How efficient is the derived Eq instance in GHC?

Question

Is there a short circuit built in to GHC's (and Haskell's in general) derived Eq instance that will fire when I compare the same instance of a data type?

-- will this fire?
let same = complex == complex

My plan is to read in a lazy datastructure (let's say a tree), change some values and then compare the old and the new version to create a diff that will then be written back to the file.

If there would be a short circuit built in then the compare step would break as soon as it finds that the new structure is referencing old values.

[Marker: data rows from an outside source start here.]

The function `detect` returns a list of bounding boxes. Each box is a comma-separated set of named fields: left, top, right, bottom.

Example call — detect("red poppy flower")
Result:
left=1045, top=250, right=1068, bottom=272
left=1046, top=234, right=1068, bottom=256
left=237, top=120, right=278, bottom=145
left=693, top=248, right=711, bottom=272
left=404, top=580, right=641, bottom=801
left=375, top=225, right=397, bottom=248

At the same time this wouldn't read in more than necessary from the file in the first place.

I know I'm not supposed to worry about references in Haskell but this seems to be a nice way to handle lazy file changes. If there is no shortcircuit builtin, would there be a way to implement this? Suggestions on different schemes welcome.

Answer 1

StableNames are specifically designed to solve problems like yours.

Note that StableNames can only be created in the IO monad. So you have two choices: either create your objects in the IO monad, or use unsafePerformIO in your (==) implementation (which is more or less fine in this situation).

But I should stress that it is possible to do this in a totally safe way (without unsafe* functions): only creation of stable names should happen in IO; after that, you may compare them in a totally pure way.

E.g.

data SNWrapper a = SNW !a !(StableName a)

snwrap :: a -> IO (SNWrapper a)
snwrap a = SNW a <$> makeStableName a

instance Eq a => Eq (SNWrapper a) where
  (SNW a sna) (SNW b snb) = sna == snb || a == b

Notice that if stable name comparison says "no", you still need to perform full value comparison to get a definitive answer.

In my experience that worked pretty well when you have lots of sharing and for some reason are not willing to use other methods to indicate sharing.

(Speaking of other methods, you could, for example, replace the IO monad with a State Integer monad and generate unique integers in that monad as an equivalent of "stable names".)

Another trick is, if you have a recursive data structure, make the recursion go through SNWrapper. E.g. instead of

data Tree a = Bin (Tree a) (Tree a) | Leaf a
type WrappedTree a = SNWrapper (Tree a)

use

data Tree a = Bin (WrappedTree a) (WrappedTree a) | Leaf a
type WrappedTree a = SNWrapper (Tree a)

This way, even if short-circuiting doesn't fire at the topmost layer, it might fire somewhere in the middle and still save you some work.

Answer 2

There's no short-circuiting when both arguments of (==) are the same object. The derived Eq instance will do a structural comparison, and in the case of equality, of course needs to traverse the entire structure. You can build in a possible shortcut yourself using

GHC.Prim.reallyUnsafePtrEquality# :: a -> a -> GHC.Prim.Int#

but that will in fact fire only rarely:

Prelude GHC.Base> let x = "foo"
Prelude GHC.Base> I# (reallyUnsafePtrEquality# x x)
1
Prelude GHC.Base> I# (reallyUnsafePtrEquality# True True)
1
Prelude GHC.Base> I# (reallyUnsafePtrEquality# 3 3)
0
Prelude GHC.Base> I# (reallyUnsafePtrEquality# (3 :: Int) 3)
0

And if you read a structure from file, it will certainly not find it the same object as one that was already in memory.

You can use rewrite rules to avoid the comparison of lexically identical objects

module Equal where

{-# RULES
"==/same"  forall x. x == x = True
  #-}

main :: IO ()
main = let x = [1 :: Int .. 10] in print (x == x)

which leads to

$ ghc -O -ddump-rule-firings Equal.hs 
[1 of 1] Compiling Equal            ( Equal.hs, Equal.o )
Rule fired: Class op enumFromTo
Rule fired: ==/same
Rule fired: Class op show

the rule firing (note: it didn't fire with let x = "foo", but with user-defined types, it should).